Originally Performed By | Artie Shaw |
Original Album | Radio Years, Vol. 1 (1938) |
Appears On | |
Music/Lyrics | Armstrong/Gerard |
Vocals | All |
Historian | Ellis Godard (Lemuria) |
Last Update | 2015-03-31 |
Though Phish has performed several “sweet” songs – including "Sweet Emotion," “My Sweet One,” "Oh! Sweet Nuthin'," and “Swing Low (Sweet Chariot)” – none are as sugary as the a cappella “Sweet Adeline.” The early history of the song, however, was marked by sourness – and turns in the story of the song mark key dates in the shifting history of the music industry.
Artie Shaw & His Orchestra, “Sweet Adeline”Harry Armstrong wrote the melancholy music in 1896, the year shellac-based disks replaced rubber records. In 1903, the year 12-inch records debuted, Richard Gerard added lyrics inspired by a cashier who had rebuffed him, and named it "You're the Flower of My Heart, Sweet Rosalie.” However, no publisher would buy the tune – and the music industry at that point was primarily a system for distributing sheet music, not recordings. Gerard and Armstrong finally found a publisher after changing the title and lyrics to honor Italian soprano Adelina Patti upon her farewell tour, a sour sequence of its own. But sales remained slim until the Quaker City Four began performing the song in 1904, the year standardized piano rolls were invented. Popularity grew by 1906, the same year that brought the Victrola, the earliest jukebox, and the first broadcast of music on radio.

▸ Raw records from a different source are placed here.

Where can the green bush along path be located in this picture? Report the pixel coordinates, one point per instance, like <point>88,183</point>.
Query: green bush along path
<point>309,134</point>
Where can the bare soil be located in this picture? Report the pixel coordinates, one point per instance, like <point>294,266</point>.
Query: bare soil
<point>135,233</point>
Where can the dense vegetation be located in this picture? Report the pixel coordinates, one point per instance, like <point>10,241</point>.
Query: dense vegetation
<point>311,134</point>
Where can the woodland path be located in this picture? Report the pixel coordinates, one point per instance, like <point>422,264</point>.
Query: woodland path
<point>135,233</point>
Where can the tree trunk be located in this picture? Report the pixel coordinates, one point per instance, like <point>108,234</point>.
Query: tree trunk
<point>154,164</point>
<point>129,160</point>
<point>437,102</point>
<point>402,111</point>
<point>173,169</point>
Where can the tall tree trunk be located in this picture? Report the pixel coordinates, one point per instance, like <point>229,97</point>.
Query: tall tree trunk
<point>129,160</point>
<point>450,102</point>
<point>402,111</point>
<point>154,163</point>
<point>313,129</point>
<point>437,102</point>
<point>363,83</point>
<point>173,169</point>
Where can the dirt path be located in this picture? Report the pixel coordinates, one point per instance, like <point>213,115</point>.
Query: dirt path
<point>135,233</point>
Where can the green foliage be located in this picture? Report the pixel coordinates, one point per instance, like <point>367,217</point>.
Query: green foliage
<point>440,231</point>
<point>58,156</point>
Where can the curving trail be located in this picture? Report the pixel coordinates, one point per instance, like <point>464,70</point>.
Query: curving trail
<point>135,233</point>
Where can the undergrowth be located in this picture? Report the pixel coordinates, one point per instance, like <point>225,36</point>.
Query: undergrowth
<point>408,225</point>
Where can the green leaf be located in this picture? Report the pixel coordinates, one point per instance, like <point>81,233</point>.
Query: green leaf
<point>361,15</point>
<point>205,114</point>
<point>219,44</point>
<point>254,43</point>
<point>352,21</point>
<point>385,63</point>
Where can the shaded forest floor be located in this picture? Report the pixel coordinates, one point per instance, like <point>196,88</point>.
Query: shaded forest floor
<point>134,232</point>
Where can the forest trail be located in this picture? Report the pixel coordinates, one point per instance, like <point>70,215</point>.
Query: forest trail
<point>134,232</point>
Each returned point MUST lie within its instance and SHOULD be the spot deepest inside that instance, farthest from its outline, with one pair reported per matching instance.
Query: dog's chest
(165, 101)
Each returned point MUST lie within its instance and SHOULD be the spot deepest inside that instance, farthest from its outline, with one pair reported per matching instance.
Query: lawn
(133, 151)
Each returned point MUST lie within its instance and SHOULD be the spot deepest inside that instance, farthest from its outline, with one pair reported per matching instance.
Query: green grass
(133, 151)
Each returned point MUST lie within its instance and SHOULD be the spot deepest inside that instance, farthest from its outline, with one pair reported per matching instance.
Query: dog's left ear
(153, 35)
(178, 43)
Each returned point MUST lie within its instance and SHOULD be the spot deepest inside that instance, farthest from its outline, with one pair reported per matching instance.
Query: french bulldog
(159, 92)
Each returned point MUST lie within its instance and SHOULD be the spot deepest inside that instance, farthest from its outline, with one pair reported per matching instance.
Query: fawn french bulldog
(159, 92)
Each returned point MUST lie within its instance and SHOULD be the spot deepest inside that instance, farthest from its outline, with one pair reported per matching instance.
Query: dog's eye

The song got high billing when Artie Shaw adopted it as the title-number for Jerome Kern’s 1929 Broadway production Sweet Adeline – a musical that premiered just over a month before the Great Depression started, and closed barely six months later after rave reviews but (like the song) lackluster sales. The once-promising ballad had by then endured a bitter history that tarnished its image. It was finally released on vinyl in 1938, but on a compilation tellingly titled The Radio Years, which pinned it to a passing era. New media wouldn’t denigrate radio for at least another decade, but fortunes were already being made by performers rather than songwriters, and contemporary royalty structures were not yet in place. Armstrong’s loneliness and Gerard’s pining would, for decades beyond, serve as a dated foil to rising comics who performed it, from Mickey Mouse and Oswald the Lucky Rabbit, to The Marx Brothers and Lucille Ball.
Phish, “Sweet Adeline” – 11/2/96, West Palm Beach, FL (Coral Sky DVD)Appropriately, then, Phish has often added levity to its renditions, which started in 1990, such as performing the song in masks (7/12/92 and 6/24/95), as a challenge to Metallica (5/16/92), as an interlude during which to return a lost wallet (3/31/93), or as yet another record attempt (6/13/95). And unlike “Lawnboy” and “Strange Design," Phish doesn’t present “Sweet Adeline” as a sincere ballad, sung by Page: Fishman sings lead, and hams it up by stretching his lines and syllables. But that stretch ain’t all pork product: Early versions were interrupted by bursts of applause after the chorus, and during the final lines. As the band continued to perform the song in increasingly large rooms, crowd noise became a problem. The band began calming the audience with a ritual huddle, and Trey would hold out his hands as if to say “not yet” several times during the song. Eventually an old boxy radio mic was added, but a trick remained from earlier days: syllables held between lines near the end clued in the audience that the song wasn’t over, and allowed the band to get all the way through... well, almost all the way... most of the time.
The song is often a set or show closer, but has occasionally opened things up, even starting one show (4/25/91). It was kept in regular rotation through 1996, with heavy use during the July 1992 openers for Santana, and the three Europe tours between summer ‘96 and summer ‘97. Notable versions include 10/6/91 (performed from the balcony) and 6/14/94 (between “Guelah” and a delay loop jam). The last performance to date in the U.S. was on 8/13/97 at Star Lake, though the song was offered since then at smaller overseas venues, including 7/1/98 in Copenhagen, and on 8/1/99 at the Fuji Rock Festival. A dozen years would pass before the song again graced the Phish stage on 9/2/11 at Dick’s, closing the second set of a show comprised entirely of songs beginning with the letter ‘s’.